- #UNGOOGLED CHROMIUM VS IRIDUM INSTALL#
- #UNGOOGLED CHROMIUM VS IRIDUM UPDATE#
- #UNGOOGLED CHROMIUM VS IRIDUM UPGRADE#
- #UNGOOGLED CHROMIUM VS IRIDUM SOFTWARE#
With that simple change, anyone using a distribution-specific build of Chromium just became persona non grata. But the search giant is also using this opportunity to codify their belief that the only official Chromium builds are the ones that they provide themselves. The language used in the post makes it sound like Google is referring to browsers which are spun off of the Chromium codebase, and at least in part, they are. In fact, you might even assume it doesn’t apply to you. To the average Chromium user, this doesn’t sound like much of a problem. In response, any browser attempting to access features such as Chrome Sync with an unofficial API key would be prevented from doing so after March 15th.

Unfortunately, that may be changing soon.Ī post made earlier this month to the official Chromium Blog explained that an audit had determined “third-party Chromium based browsers” were using APIs that were intended only for Google’s internal use. As such, most distributions offer their own package for the browser and some even include it in the base install.

Since the project’s inception over a decade ago, users have been able to compile the BSD licensed code into a browser that’s almost the same as the closed-source Chrome. Seriously thanks so much mw / brent and the others for the detailed info and explanations and even instructions that is so awesome of you.Linux users are more likely than most to be familiar with Chromium, Google’s the free and open source web project that serves as the basis for their wildly popular Chrome. I had Solus 4.2 on a USB stashed away and it saved my PC so I'm here to stay. Solus was always my fallback option if Arch broke, which I kinda expected it to.
#UNGOOGLED CHROMIUM VS IRIDUM UPGRADE#
On arch I simply used "yay" command and that handled it all at once- if only there was such a command on Solus to upgrade everything but I'm still learning.
#UNGOOGLED CHROMIUM VS IRIDUM UPDATE#
I'll take the advice to stick with the trinity only (eopkg primarily & flatpak/snap) and update them once a week or so. Installed flatpak and installed ungoogled there and this version works fine. Apparently the way around it is to use the flatpak version.
#UNGOOGLED CHROMIUM VS IRIDUM SOFTWARE#
I should have probably titled this post "are there other package managers besides software manager available for solus" it would have saved lots of meandering on my end 😛įor some reason ungoogled from Snapstore gave me issues, something to do with no-sandbox flags causing bugs and opening new instances each time. Thank you for pointing me in the right direction (& apologies for the naivety 🙂) I'll stick with Software Center & Snap Store. But honestly finding out Snap Store has its own GUI to handle such things resolves my concerns.
#UNGOOGLED CHROMIUM VS IRIDUM INSTALL#
I exclusively used yay via terminal to install and update everything, in an effort to keep it stable.

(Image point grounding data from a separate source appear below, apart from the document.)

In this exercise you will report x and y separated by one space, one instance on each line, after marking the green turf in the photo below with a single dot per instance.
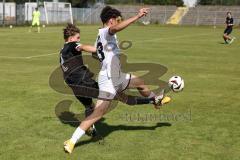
202 122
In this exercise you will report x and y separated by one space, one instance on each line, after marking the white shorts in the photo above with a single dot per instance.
110 86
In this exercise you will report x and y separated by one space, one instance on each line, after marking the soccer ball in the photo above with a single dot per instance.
176 83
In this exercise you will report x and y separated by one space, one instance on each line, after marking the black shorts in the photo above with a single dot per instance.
228 31
83 86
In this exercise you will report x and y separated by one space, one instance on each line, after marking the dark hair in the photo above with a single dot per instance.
108 13
70 30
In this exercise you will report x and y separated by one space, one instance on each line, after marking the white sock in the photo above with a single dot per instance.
151 95
77 135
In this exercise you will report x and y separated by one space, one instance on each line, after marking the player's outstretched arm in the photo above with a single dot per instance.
114 29
87 48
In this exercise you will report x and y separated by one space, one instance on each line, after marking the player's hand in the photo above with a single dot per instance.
143 12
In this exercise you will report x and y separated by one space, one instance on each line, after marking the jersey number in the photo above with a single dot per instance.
100 51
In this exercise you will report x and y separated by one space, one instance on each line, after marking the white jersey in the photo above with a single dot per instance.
109 53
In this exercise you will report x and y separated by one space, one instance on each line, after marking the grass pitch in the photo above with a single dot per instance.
202 122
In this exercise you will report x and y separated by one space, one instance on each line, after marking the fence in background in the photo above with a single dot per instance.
200 15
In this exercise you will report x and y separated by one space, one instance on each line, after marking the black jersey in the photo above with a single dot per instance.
72 63
229 21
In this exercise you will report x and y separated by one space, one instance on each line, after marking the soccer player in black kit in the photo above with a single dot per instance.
76 74
228 30
80 79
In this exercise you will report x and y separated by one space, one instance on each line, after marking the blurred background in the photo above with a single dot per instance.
180 12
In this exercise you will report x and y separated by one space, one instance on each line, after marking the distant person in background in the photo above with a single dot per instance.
36 20
228 30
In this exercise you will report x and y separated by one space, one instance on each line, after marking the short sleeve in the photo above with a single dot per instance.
77 46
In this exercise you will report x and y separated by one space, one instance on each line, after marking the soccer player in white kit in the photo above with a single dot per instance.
111 79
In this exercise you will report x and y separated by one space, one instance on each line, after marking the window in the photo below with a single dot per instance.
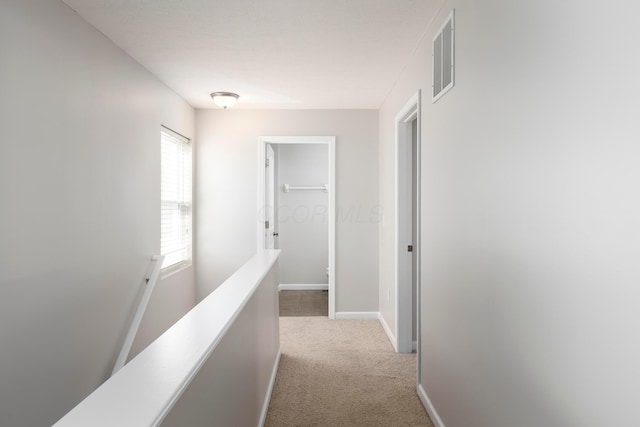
175 200
443 59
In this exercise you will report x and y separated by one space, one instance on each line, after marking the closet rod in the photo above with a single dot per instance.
287 187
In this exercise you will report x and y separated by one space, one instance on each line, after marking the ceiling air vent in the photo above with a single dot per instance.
443 58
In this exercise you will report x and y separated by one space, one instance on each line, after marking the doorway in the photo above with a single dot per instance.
297 208
408 227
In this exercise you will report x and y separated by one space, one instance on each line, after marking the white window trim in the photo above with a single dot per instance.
180 265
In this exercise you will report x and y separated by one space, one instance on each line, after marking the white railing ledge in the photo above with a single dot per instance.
143 392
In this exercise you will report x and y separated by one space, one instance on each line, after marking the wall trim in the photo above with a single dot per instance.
303 287
387 330
426 402
331 141
357 315
267 397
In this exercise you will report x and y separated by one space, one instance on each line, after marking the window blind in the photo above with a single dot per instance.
175 199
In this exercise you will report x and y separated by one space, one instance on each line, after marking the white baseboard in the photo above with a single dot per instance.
355 315
267 397
386 328
303 287
435 418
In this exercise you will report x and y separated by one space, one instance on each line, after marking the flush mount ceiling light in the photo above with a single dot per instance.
224 99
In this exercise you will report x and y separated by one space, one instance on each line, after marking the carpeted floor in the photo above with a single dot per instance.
342 373
304 303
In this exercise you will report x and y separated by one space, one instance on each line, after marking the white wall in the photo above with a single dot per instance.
530 214
303 216
226 195
79 191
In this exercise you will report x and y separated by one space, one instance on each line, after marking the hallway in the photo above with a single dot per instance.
342 373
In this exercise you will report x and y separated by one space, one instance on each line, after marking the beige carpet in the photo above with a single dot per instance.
342 373
304 303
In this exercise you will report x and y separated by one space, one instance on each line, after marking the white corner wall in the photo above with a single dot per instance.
226 195
79 191
530 214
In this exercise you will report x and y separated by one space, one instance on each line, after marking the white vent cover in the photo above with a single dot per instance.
443 58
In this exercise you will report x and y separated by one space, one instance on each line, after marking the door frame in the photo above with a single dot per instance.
404 228
331 142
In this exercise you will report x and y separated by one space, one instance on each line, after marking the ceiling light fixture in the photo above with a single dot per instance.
225 99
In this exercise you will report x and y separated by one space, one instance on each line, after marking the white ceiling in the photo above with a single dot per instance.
274 53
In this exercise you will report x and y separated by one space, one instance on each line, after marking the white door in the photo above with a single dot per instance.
269 193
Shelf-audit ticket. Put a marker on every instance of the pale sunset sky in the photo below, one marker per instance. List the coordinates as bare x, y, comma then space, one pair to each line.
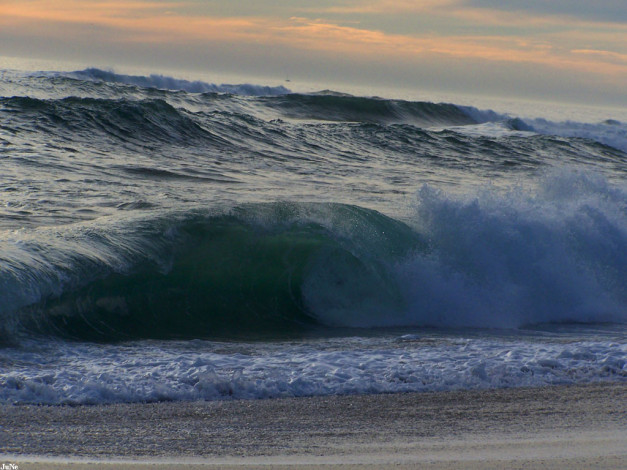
563, 50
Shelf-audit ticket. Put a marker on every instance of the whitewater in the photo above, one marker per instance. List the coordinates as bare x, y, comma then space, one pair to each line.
165, 239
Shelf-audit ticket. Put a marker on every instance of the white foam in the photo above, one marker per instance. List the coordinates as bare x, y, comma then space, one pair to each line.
56, 373
553, 253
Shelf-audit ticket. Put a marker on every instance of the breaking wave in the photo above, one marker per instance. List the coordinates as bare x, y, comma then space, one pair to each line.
493, 260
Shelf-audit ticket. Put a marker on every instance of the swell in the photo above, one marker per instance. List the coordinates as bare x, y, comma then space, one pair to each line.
132, 121
163, 82
268, 267
334, 107
552, 254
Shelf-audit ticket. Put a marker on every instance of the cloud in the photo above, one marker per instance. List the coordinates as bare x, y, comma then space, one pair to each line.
588, 10
407, 35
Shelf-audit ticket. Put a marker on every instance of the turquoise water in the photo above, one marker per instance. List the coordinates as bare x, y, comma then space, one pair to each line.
168, 239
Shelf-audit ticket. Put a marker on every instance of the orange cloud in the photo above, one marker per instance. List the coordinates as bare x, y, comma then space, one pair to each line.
153, 22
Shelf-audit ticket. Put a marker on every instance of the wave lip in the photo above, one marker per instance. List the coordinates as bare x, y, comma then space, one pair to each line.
163, 82
260, 267
556, 254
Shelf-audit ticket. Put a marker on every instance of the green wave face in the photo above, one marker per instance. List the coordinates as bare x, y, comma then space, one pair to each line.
264, 269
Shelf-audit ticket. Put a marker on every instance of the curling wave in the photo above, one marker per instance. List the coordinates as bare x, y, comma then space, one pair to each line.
557, 254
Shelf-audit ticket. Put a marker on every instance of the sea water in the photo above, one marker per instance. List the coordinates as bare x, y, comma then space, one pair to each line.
168, 239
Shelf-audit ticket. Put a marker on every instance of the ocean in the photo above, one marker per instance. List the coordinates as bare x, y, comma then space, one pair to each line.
172, 240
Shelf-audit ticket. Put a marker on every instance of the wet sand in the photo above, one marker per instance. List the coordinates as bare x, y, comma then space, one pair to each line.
551, 427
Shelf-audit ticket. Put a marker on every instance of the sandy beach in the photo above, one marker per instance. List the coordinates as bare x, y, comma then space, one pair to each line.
551, 427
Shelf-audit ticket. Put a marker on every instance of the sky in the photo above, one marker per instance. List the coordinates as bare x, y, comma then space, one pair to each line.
558, 50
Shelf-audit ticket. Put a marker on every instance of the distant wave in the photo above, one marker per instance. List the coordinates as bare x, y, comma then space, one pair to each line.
169, 83
339, 107
494, 260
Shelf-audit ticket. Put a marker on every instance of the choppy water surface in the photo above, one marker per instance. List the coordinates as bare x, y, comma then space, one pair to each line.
166, 239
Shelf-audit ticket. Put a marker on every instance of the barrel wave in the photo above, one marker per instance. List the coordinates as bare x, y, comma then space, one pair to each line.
270, 268
504, 260
168, 239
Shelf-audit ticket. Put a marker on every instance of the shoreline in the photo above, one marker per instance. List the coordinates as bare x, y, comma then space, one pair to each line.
567, 426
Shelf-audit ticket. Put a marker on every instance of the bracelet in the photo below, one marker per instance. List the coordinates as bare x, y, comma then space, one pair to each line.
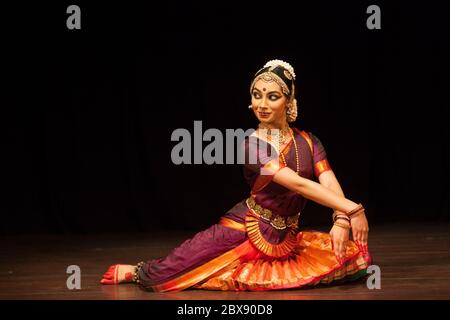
341, 225
337, 215
357, 214
136, 272
358, 208
343, 218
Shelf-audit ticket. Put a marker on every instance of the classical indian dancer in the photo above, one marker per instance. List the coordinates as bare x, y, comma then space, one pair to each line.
259, 243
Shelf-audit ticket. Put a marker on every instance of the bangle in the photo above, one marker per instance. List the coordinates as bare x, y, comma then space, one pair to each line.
136, 272
337, 215
341, 225
357, 214
358, 208
343, 218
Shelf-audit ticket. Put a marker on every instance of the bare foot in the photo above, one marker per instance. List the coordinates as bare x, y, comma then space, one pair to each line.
118, 273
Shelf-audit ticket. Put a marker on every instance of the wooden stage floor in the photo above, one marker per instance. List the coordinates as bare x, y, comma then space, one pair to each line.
414, 261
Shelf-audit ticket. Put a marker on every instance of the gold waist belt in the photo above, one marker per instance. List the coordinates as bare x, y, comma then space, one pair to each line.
278, 222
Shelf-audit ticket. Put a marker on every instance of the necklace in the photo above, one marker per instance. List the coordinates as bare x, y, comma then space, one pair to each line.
281, 134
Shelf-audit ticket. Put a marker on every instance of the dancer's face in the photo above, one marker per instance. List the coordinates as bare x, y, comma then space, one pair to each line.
269, 103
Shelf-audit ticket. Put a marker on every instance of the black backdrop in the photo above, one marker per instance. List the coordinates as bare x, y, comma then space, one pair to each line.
88, 114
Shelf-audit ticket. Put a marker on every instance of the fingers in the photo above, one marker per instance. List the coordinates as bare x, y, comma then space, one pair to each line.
110, 276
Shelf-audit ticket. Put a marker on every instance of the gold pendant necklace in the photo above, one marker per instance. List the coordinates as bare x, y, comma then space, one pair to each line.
281, 141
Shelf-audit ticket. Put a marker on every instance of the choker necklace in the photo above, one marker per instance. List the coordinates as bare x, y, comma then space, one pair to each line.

I'm here from a broken Arch install after 2 months (6/7/21 - 8/9/21 RIP).

But I think I'll go with Ungoogled considering development seems much quieter on Libre's side, I can hardly find people talking about or using it. No autoupdates for either on Windows/Mac, for some reason. Honestly I'm probably the last person who needs such a fortressy browser like Librewolf or Ungoogled but I like the peace-of-mind they provide, and the superficial idea that it makes me feel like I'm getting the most out of my Linux installation. Ungoogled and Heroic (Epic) Launcher are the only apps I need that aren't in the main repos. I was under the impression the Snap/flatpak methods were just ways to do a quick local install of app packages, I assumed I would have to constantly be checking manually for updates myself.